Pair Corralation between SurModics and IRIDEX

Given the investment horizon of 90 days SurModics is expected to generate 0.47 times more return on investment than IRIDEX. However, SurModics is 2.13 times less risky than IRIDEX. It trades about 0.2 of its potential returns per unit of risk. IRIDEX is currently generating about 0.06 per unit of risk. If you would invest  2,764  in SurModics on May 2, 2025 and sell it today you would earn a total of  826.00  from holding SurModics or generate 29.88% return on investment over 90 days.
Time Period3 Months [change]
DirectionMoves Together 
StrengthWeak
Accuracy100.0%
ValuesDaily Returns

SurModics  vs.  IRIDEX

 Performance 
       Timeline  
SurModics 

Risk-Adjusted Performance

Solid

 
Weak
 
Strong
Compared to the overall equity markets, risk-adjusted returns on investments in SurModics are ranked lower than 15 (%) of all global equities and portfolios over the last 90 days. In spite of fairly unsteady fundamental indicators, SurModics showed solid returns over the last few months and may actually be approaching a breakup point.
IRIDEX 

Risk-Adjusted Performance

Modest

 
Weak
 
Strong
Compared to the overall equity markets, risk-adjusted returns on investments in IRIDEX are ranked lower than 4 (%) of all global equities and portfolios over the last 90 days.
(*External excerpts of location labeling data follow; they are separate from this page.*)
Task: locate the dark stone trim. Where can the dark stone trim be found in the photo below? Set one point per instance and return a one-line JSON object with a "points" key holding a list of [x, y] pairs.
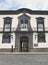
{"points": [[41, 12]]}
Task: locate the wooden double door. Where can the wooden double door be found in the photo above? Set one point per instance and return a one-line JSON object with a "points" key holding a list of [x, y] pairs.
{"points": [[24, 44]]}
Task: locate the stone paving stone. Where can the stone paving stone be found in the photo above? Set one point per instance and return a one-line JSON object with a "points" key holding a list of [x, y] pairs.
{"points": [[22, 59]]}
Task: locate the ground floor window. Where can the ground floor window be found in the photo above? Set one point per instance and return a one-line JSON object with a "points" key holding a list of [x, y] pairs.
{"points": [[41, 37], [6, 38]]}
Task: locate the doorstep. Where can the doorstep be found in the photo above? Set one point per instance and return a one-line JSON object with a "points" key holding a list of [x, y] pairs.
{"points": [[25, 53]]}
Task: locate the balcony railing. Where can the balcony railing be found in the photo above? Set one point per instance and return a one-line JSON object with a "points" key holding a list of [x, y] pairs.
{"points": [[14, 29]]}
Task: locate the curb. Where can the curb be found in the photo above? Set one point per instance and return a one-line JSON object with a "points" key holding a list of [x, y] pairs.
{"points": [[24, 53]]}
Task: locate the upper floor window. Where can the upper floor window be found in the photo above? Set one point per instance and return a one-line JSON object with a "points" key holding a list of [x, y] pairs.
{"points": [[7, 23], [40, 24]]}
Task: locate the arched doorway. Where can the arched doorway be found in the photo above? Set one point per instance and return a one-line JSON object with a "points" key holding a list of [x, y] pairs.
{"points": [[24, 44]]}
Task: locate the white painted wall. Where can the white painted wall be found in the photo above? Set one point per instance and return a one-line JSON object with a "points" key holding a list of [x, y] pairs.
{"points": [[7, 45], [33, 24]]}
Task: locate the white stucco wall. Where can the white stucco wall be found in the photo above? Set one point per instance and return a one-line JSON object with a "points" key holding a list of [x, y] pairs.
{"points": [[33, 24]]}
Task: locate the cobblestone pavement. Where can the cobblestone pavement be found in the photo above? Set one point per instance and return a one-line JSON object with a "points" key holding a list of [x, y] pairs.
{"points": [[23, 59]]}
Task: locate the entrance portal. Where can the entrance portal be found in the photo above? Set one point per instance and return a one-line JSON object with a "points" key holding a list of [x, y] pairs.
{"points": [[24, 44]]}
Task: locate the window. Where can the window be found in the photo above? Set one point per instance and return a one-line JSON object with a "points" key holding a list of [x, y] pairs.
{"points": [[6, 38], [40, 29], [7, 23], [40, 24], [24, 23], [41, 37]]}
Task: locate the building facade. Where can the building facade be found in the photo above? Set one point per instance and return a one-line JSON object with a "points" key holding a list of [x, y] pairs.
{"points": [[23, 30]]}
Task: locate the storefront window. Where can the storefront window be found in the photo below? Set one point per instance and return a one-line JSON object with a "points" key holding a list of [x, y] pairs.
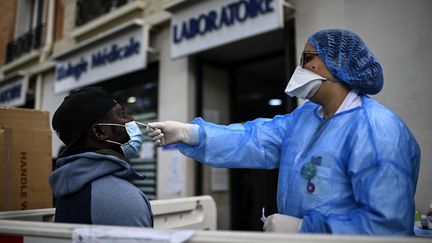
{"points": [[88, 10]]}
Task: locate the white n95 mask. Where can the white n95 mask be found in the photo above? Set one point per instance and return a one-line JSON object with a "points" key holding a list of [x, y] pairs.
{"points": [[303, 83]]}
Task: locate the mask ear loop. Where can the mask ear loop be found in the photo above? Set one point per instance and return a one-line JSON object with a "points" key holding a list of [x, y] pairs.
{"points": [[110, 124]]}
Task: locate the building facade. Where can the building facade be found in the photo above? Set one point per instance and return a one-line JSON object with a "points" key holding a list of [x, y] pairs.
{"points": [[227, 61]]}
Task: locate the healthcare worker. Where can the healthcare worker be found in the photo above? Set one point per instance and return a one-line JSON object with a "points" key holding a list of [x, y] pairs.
{"points": [[347, 164]]}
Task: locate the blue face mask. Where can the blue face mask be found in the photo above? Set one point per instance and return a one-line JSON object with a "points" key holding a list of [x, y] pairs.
{"points": [[132, 147]]}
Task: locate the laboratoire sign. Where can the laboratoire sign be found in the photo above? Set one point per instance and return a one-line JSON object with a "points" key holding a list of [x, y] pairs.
{"points": [[206, 24], [118, 52]]}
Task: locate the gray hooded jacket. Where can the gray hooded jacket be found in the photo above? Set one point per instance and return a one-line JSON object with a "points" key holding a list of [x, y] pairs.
{"points": [[96, 188]]}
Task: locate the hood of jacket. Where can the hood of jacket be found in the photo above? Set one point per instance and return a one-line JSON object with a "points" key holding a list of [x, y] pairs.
{"points": [[77, 170]]}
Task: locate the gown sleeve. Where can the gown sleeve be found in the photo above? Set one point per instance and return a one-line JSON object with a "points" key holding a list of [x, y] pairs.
{"points": [[253, 144]]}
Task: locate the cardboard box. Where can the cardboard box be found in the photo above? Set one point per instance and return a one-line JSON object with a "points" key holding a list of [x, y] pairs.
{"points": [[25, 159]]}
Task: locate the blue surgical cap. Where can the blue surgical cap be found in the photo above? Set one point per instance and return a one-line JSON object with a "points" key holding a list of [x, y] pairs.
{"points": [[349, 59]]}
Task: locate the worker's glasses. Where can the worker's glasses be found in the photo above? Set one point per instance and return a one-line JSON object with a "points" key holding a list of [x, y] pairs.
{"points": [[307, 56]]}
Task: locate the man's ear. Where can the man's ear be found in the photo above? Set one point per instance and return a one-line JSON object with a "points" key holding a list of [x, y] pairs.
{"points": [[98, 133]]}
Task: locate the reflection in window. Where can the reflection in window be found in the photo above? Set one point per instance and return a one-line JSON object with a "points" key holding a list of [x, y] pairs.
{"points": [[88, 10]]}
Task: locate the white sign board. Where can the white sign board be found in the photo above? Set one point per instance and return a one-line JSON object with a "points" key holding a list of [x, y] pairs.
{"points": [[119, 52], [13, 91], [207, 24]]}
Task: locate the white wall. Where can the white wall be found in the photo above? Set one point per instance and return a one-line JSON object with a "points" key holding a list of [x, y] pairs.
{"points": [[176, 96], [50, 103], [216, 104], [399, 32]]}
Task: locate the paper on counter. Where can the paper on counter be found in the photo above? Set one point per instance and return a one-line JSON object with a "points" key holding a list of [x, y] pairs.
{"points": [[100, 234]]}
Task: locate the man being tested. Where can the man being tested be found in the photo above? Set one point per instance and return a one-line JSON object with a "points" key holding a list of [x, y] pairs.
{"points": [[93, 182], [347, 164]]}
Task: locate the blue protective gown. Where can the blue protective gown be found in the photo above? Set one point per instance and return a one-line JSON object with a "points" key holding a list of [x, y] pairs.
{"points": [[355, 173]]}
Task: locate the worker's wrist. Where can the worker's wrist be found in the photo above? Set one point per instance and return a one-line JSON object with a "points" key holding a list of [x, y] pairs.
{"points": [[193, 134]]}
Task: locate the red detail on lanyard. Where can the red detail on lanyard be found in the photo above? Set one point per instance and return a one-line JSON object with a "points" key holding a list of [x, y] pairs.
{"points": [[11, 239]]}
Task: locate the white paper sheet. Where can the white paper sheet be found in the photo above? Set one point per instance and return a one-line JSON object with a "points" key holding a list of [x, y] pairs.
{"points": [[100, 234]]}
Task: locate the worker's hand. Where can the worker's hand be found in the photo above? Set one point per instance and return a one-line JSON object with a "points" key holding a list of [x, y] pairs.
{"points": [[169, 132], [280, 223]]}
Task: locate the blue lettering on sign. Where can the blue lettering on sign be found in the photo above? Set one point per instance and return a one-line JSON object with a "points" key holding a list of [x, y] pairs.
{"points": [[228, 15], [109, 55], [100, 58], [70, 69], [14, 92]]}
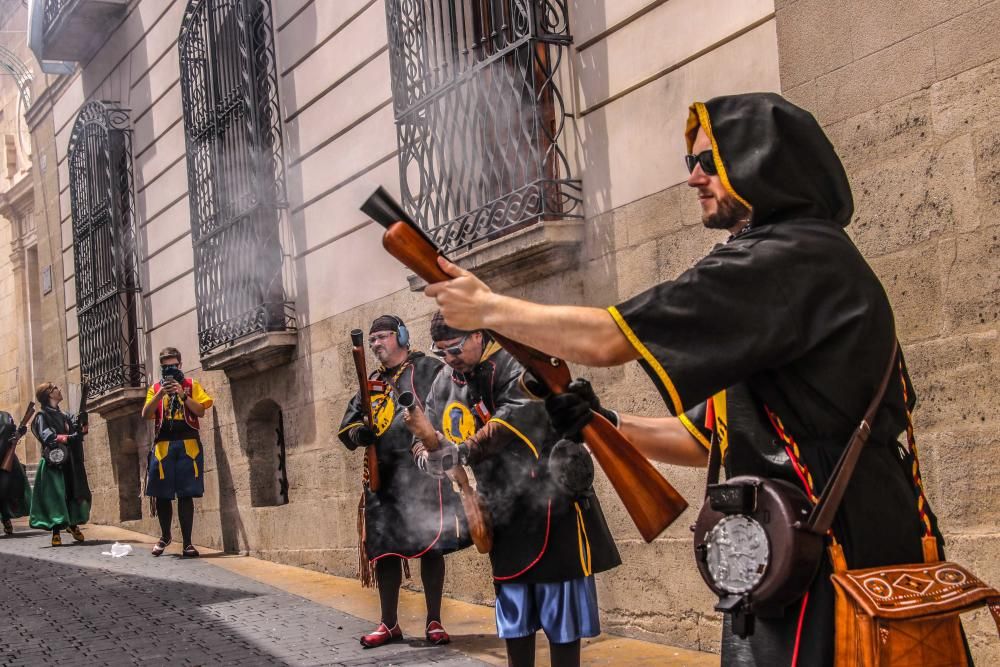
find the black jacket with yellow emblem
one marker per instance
(539, 534)
(411, 514)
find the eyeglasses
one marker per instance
(705, 159)
(453, 350)
(375, 338)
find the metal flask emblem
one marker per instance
(737, 554)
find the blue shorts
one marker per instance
(565, 610)
(176, 469)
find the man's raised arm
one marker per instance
(577, 334)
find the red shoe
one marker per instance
(382, 636)
(436, 635)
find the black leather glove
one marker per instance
(573, 410)
(442, 460)
(363, 436)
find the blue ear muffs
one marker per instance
(402, 333)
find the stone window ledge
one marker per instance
(527, 255)
(252, 355)
(118, 402)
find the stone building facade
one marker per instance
(906, 91)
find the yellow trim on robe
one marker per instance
(721, 423)
(518, 434)
(349, 427)
(586, 562)
(693, 430)
(160, 451)
(650, 359)
(192, 449)
(199, 395)
(705, 122)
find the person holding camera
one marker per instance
(61, 496)
(177, 461)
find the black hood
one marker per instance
(774, 157)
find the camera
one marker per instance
(173, 373)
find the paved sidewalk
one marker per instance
(72, 606)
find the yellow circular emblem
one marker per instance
(383, 409)
(457, 423)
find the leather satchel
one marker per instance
(903, 615)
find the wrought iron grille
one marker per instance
(104, 247)
(51, 12)
(479, 115)
(236, 181)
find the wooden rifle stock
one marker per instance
(82, 421)
(7, 464)
(649, 499)
(478, 516)
(360, 365)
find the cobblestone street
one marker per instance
(72, 606)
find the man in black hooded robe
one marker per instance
(785, 323)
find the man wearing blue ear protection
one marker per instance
(410, 516)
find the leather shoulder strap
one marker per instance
(822, 515)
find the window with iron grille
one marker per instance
(104, 248)
(236, 182)
(479, 115)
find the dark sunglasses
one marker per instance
(454, 350)
(705, 159)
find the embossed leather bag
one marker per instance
(902, 615)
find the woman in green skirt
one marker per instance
(15, 494)
(61, 497)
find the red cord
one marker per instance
(798, 632)
(431, 545)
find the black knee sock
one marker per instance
(432, 577)
(165, 513)
(389, 573)
(565, 655)
(521, 651)
(185, 514)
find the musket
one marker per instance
(480, 525)
(8, 458)
(649, 499)
(82, 416)
(371, 475)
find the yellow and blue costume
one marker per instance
(177, 461)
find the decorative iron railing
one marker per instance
(479, 115)
(236, 181)
(104, 248)
(51, 12)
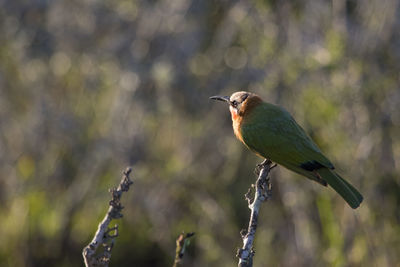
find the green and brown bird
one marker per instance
(272, 133)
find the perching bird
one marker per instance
(272, 133)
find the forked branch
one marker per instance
(105, 236)
(262, 193)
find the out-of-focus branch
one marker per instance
(181, 243)
(262, 193)
(105, 236)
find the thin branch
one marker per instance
(182, 242)
(105, 236)
(262, 193)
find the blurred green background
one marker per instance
(89, 87)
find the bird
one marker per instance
(272, 133)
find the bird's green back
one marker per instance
(270, 131)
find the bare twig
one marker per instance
(181, 243)
(262, 193)
(105, 236)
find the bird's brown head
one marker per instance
(240, 103)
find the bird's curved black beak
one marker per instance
(221, 98)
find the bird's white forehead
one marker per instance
(239, 96)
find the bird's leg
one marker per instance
(262, 165)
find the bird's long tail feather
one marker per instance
(340, 185)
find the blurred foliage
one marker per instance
(89, 87)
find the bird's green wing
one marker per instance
(271, 131)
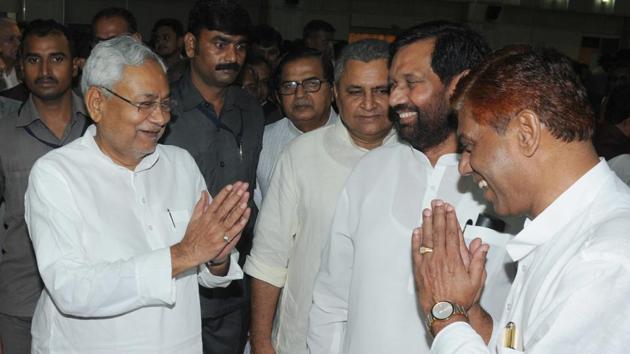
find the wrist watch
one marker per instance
(443, 310)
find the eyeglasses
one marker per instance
(310, 85)
(147, 107)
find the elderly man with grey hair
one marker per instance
(122, 227)
(297, 211)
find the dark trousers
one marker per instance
(15, 333)
(225, 330)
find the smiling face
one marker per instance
(495, 163)
(124, 133)
(48, 66)
(362, 97)
(307, 110)
(418, 97)
(216, 58)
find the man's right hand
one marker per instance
(214, 229)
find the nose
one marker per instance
(231, 53)
(159, 116)
(367, 102)
(464, 164)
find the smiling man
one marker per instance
(363, 298)
(296, 214)
(121, 226)
(526, 125)
(51, 117)
(221, 125)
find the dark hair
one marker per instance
(618, 104)
(42, 28)
(520, 77)
(302, 53)
(219, 15)
(172, 23)
(265, 36)
(315, 26)
(457, 47)
(125, 14)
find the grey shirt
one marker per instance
(23, 139)
(226, 147)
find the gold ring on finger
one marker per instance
(425, 250)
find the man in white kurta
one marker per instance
(364, 299)
(121, 245)
(297, 212)
(570, 290)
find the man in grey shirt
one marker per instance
(221, 126)
(51, 117)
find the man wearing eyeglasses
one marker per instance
(51, 117)
(303, 86)
(221, 126)
(296, 214)
(121, 226)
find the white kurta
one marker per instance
(101, 235)
(570, 294)
(294, 223)
(276, 137)
(364, 299)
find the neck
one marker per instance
(211, 94)
(448, 146)
(56, 113)
(312, 124)
(559, 170)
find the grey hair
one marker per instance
(105, 65)
(364, 50)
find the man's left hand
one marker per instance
(450, 271)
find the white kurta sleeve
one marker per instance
(329, 311)
(78, 285)
(276, 226)
(209, 280)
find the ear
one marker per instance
(454, 81)
(94, 101)
(528, 131)
(190, 42)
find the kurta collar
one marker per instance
(562, 211)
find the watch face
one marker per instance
(442, 310)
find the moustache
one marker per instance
(401, 108)
(46, 80)
(228, 66)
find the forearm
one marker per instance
(264, 300)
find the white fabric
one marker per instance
(101, 235)
(294, 223)
(364, 299)
(571, 291)
(621, 165)
(276, 137)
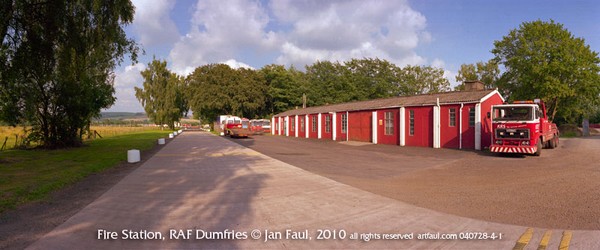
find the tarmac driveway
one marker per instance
(223, 195)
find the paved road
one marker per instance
(208, 184)
(560, 189)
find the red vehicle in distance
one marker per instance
(260, 126)
(522, 127)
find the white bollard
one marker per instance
(133, 156)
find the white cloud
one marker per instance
(236, 65)
(300, 32)
(125, 81)
(153, 24)
(340, 30)
(221, 31)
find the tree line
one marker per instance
(539, 60)
(215, 89)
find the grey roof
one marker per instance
(394, 102)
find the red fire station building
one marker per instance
(449, 120)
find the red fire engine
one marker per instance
(234, 126)
(260, 126)
(523, 128)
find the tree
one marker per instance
(544, 60)
(486, 72)
(161, 95)
(284, 88)
(217, 89)
(57, 59)
(327, 83)
(415, 80)
(372, 78)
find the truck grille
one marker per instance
(512, 134)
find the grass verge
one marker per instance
(29, 175)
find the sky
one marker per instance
(252, 34)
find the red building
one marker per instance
(442, 120)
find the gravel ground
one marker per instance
(560, 189)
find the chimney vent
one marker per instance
(474, 85)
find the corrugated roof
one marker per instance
(393, 102)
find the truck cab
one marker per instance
(522, 127)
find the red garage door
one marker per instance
(359, 126)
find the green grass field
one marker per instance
(29, 175)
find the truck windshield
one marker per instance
(513, 113)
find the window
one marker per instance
(389, 123)
(293, 123)
(452, 112)
(344, 123)
(411, 125)
(471, 117)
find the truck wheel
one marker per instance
(538, 152)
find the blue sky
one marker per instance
(249, 33)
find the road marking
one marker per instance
(545, 240)
(524, 239)
(565, 240)
(207, 154)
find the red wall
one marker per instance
(292, 133)
(382, 138)
(423, 136)
(449, 136)
(359, 126)
(468, 137)
(324, 134)
(301, 120)
(312, 134)
(486, 123)
(276, 126)
(338, 127)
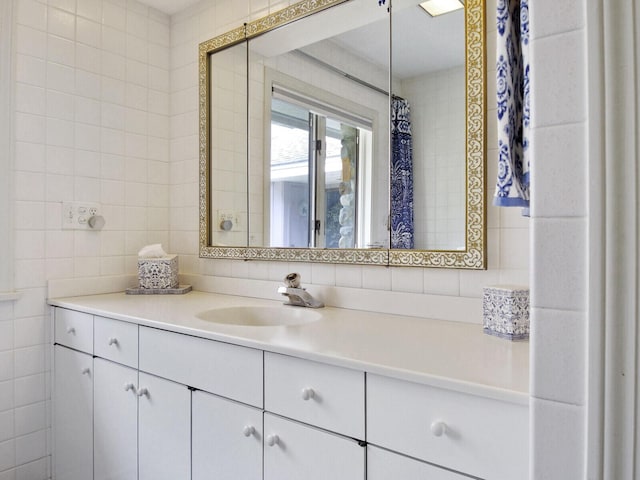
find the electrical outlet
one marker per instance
(229, 220)
(76, 215)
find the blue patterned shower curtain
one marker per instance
(513, 73)
(401, 175)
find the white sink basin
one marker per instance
(260, 316)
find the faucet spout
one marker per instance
(299, 297)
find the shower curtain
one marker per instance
(401, 175)
(513, 73)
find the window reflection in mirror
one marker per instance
(319, 141)
(318, 159)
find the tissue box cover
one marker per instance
(158, 272)
(506, 311)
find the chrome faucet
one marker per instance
(297, 295)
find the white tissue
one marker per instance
(152, 251)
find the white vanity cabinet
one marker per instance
(136, 402)
(314, 395)
(474, 435)
(73, 415)
(385, 465)
(115, 420)
(226, 439)
(295, 451)
(164, 429)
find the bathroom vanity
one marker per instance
(173, 387)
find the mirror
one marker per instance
(307, 172)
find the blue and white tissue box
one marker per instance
(158, 273)
(505, 311)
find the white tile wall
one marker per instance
(91, 123)
(559, 262)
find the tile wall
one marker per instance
(559, 261)
(91, 111)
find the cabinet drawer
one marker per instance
(475, 435)
(116, 341)
(385, 465)
(293, 451)
(227, 370)
(74, 329)
(322, 395)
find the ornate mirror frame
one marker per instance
(473, 257)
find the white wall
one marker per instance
(438, 115)
(559, 261)
(91, 123)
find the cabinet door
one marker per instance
(73, 415)
(164, 429)
(227, 439)
(294, 451)
(385, 465)
(115, 428)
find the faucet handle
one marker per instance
(292, 280)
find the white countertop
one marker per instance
(452, 355)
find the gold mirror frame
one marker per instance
(473, 257)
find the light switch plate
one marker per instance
(76, 215)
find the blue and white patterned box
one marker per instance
(158, 273)
(506, 311)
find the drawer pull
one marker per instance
(308, 393)
(438, 428)
(143, 392)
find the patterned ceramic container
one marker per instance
(158, 272)
(506, 311)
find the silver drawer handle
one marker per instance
(143, 392)
(308, 393)
(438, 428)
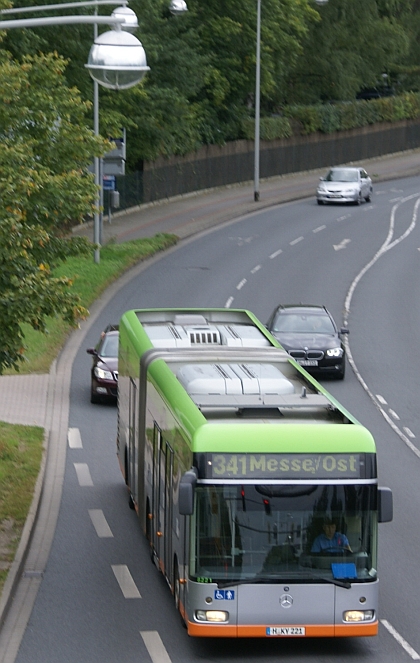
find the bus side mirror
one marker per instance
(186, 492)
(385, 505)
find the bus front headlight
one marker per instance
(334, 352)
(358, 615)
(219, 616)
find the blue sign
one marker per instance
(224, 594)
(109, 182)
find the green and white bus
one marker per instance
(256, 489)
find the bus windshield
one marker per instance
(300, 533)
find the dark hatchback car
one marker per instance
(310, 335)
(104, 371)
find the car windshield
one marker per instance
(109, 347)
(303, 324)
(342, 175)
(261, 533)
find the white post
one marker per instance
(257, 109)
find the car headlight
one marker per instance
(212, 616)
(103, 375)
(335, 352)
(358, 615)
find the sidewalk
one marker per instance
(192, 213)
(39, 400)
(23, 397)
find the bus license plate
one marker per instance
(285, 630)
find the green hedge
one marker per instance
(328, 118)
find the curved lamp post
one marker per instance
(117, 59)
(257, 103)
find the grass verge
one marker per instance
(20, 457)
(21, 446)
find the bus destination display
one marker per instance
(286, 466)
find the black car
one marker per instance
(309, 334)
(104, 371)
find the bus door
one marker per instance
(163, 506)
(131, 469)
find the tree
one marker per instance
(45, 150)
(355, 42)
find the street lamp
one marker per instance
(257, 102)
(117, 59)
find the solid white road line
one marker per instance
(404, 644)
(74, 439)
(83, 474)
(125, 581)
(100, 524)
(155, 647)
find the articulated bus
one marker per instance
(256, 489)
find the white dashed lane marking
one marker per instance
(155, 647)
(74, 439)
(100, 524)
(404, 644)
(83, 474)
(296, 241)
(126, 582)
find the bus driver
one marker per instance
(330, 541)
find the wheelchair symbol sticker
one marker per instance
(224, 594)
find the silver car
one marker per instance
(344, 185)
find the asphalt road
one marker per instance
(100, 598)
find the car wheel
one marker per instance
(341, 373)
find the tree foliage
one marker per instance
(45, 149)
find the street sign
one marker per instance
(109, 182)
(113, 166)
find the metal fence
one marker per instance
(214, 166)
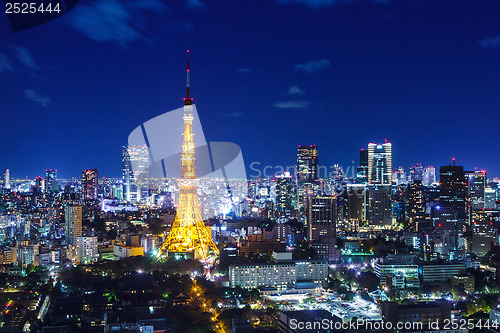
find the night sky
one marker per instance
(266, 75)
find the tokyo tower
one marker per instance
(188, 233)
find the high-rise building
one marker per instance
(307, 171)
(484, 226)
(356, 211)
(135, 173)
(379, 206)
(86, 250)
(89, 184)
(416, 173)
(362, 172)
(490, 198)
(415, 204)
(322, 225)
(188, 234)
(51, 184)
(476, 185)
(399, 176)
(380, 163)
(6, 179)
(453, 190)
(321, 217)
(73, 219)
(429, 177)
(284, 195)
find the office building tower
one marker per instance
(379, 206)
(188, 235)
(135, 173)
(484, 231)
(51, 184)
(6, 179)
(73, 219)
(86, 250)
(380, 163)
(307, 172)
(453, 190)
(321, 212)
(415, 204)
(321, 217)
(429, 176)
(38, 185)
(307, 163)
(490, 198)
(362, 172)
(399, 176)
(416, 173)
(356, 212)
(476, 185)
(89, 184)
(285, 192)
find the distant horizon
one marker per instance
(338, 73)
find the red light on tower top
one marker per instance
(188, 100)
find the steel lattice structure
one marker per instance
(188, 233)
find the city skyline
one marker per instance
(359, 92)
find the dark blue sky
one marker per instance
(266, 75)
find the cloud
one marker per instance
(246, 70)
(313, 66)
(36, 97)
(292, 104)
(490, 42)
(5, 63)
(23, 55)
(113, 21)
(180, 26)
(294, 90)
(235, 114)
(316, 4)
(195, 4)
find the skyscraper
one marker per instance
(135, 173)
(379, 213)
(284, 195)
(89, 184)
(51, 183)
(73, 219)
(490, 198)
(322, 225)
(7, 179)
(379, 206)
(188, 234)
(415, 203)
(453, 190)
(86, 250)
(362, 172)
(416, 173)
(380, 163)
(429, 177)
(399, 176)
(476, 185)
(307, 171)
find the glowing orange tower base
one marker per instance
(188, 233)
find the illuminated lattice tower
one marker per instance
(188, 233)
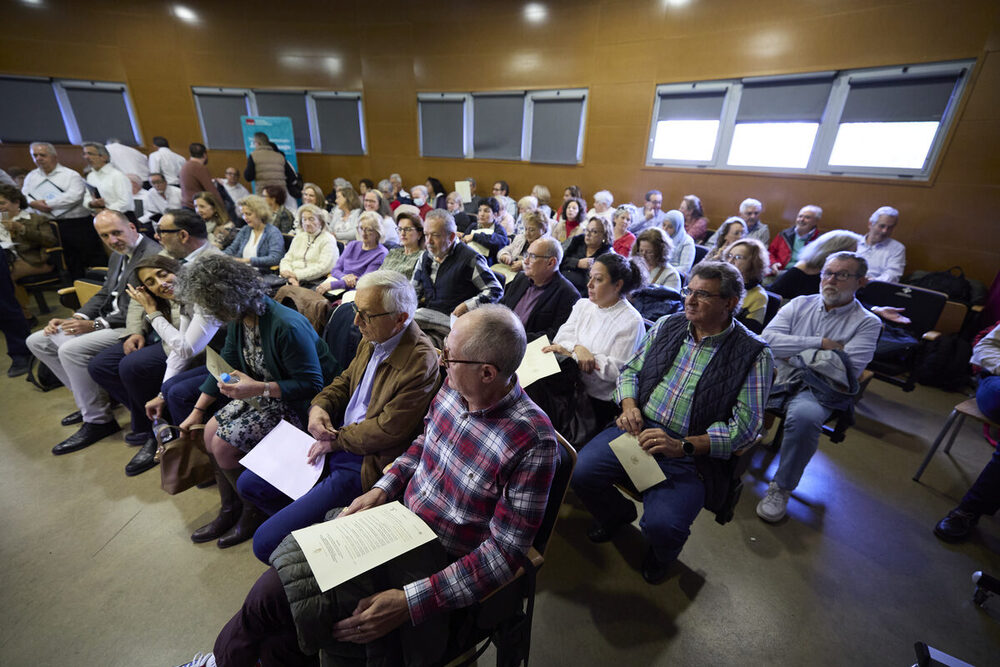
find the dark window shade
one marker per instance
(221, 116)
(499, 121)
(691, 106)
(100, 114)
(442, 124)
(339, 121)
(788, 101)
(291, 105)
(915, 99)
(555, 130)
(29, 112)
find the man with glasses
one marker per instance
(806, 333)
(365, 418)
(694, 396)
(540, 295)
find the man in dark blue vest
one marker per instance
(694, 395)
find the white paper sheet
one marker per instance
(342, 549)
(640, 467)
(280, 458)
(537, 364)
In spite of fairly unfluctuating forward indicators, IRIDEX showed solid returns over the last few months and may actually be approaching a breakup point.

SurModics and IRIDEX Volatility Contrast

   Predicted Return Density   
       Returns  

Pair Trading with SurModics and IRIDEX

The main advantage of trading using opposite SurModics and IRIDEX positions is that it hedges away some unsystematic risk. Because of two separate transactions, even if SurModics position performs unexpectedly, IRIDEX can make up some of the losses. Pair trading also minimizes risk from directional movements in the market. For example, if an entire industry or sector drops because of unexpected headlines, the short position in IRIDEX will offset losses from the drop in IRIDEX's long position.
The idea behind SurModics and IRIDEX pairs trading is to make the combined position market-neutral, meaning the overall market's direction will not affect its win or loss (or potential downside or upside). This can be achieved by designing a pairs trade with two highly correlated stocks or equities that operate in a similar space or sector, making it possible to obtain profits through simple and relatively low-risk investment.
Check out your portfolio center.
Note that this page's information should be used as a complementary analysis to find the right mix of equity instruments to add to your existing portfolios or create a brand new portfolio. You can also try the Correlation Analysis module to reduce portfolio risk simply by holding instruments which are not perfectly correlated.